90 Feet From Home: How Do We Avoid the Sins of Our Fathers?

Google 90 Feet From Home and you get that Shawn “The Heartbreak Kid” Michaels is starring as an alcoholic, abusive stepfather to two teenage boys just trying to survive. Dig a little deeper and you’ll see that director/screenwriter Brett Bentman’s script has its basis in reality. Sit back and watch the film – and recognize that any path to forgiveness is harder than the average made-for-church-basements flick makes it.

Real life is dirty.

In this film, that refers to the distance between third base (or first base, depending on your perspective) from homeplate, Jimmy (Michaels) beats Scott (Adam Hampton) badly, discouraging him (that’s putting it mildly) from pursuing his dream of Major League Baseball, while intimidating him into submission with threats against his brother, Tommy (Thom Hallum), and mother. This is the ‘past’ of Bentman’s film, as fifteen years later, an out-of-baseball Scott returns home with revenge on his mind.

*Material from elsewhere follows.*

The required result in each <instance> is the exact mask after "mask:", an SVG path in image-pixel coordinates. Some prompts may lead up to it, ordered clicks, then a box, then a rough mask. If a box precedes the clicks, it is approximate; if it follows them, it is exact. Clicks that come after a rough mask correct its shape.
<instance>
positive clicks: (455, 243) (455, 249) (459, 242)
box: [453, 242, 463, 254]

The film doesn’t play. I can’t say it strongly enough. This is more Mystic River than anything the Kendrick brothers have ever considered, ripe with expletives and violence that isn’t window dressing. The impact of the physical abuse, a drunk driving accident, life in prison, violence in self-defense – all of these play out on screen in a gripping, criminal noir in a Western town sort of way reminisce of 2016’s Hell or High Water. But the payoff is … fantastic.

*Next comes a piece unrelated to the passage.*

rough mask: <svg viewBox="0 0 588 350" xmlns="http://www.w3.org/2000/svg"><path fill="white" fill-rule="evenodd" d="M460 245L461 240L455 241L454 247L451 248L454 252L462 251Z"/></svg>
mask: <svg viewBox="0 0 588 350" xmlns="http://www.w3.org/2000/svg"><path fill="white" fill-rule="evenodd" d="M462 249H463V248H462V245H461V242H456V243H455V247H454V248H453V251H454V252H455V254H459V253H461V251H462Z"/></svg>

Hampton, Thallum, and Michaels are terrific as the forces of nature at the center of the drama. Hampton clearly allows us to see the tragedy of youth borne across his face – his anger simmering below the surface. But somehow, in all three of these men, the violence and tragedy are constantly balanced against their humanity, their souls, in a way that never allows us to say that this is a story about “them,” while “we” or “us” remains outside of the circle, free and clear.

See, while Scott was off playing baseball and Tommy was becoming a police detective (and caring for their dying mother, getting married, and having a kid), Jimmy served hard time – and found Jesus. Or maybe Jesus found him. But the ‘finding Jesus’ part isn’t sickly sweet and sacramental, it’s bathed in booze and heartache and loneliness and ex-con related hardship that doesn’t make life after prison with Jesus an amusement park ride at Busch Gardens.

Jimmy, Scott, and Tommy are all broken men who find themselves wrestling with their sins and their responsibilities, their broken dreams and their leftover hope for the future. And in the end, each of them has to choose what they’re going to do with that hope. Because even after meeting Jesus, there is still hell to pay for all of the people we hurt along the way, before and after that meeting. Peace for all of that comes with a heavy price.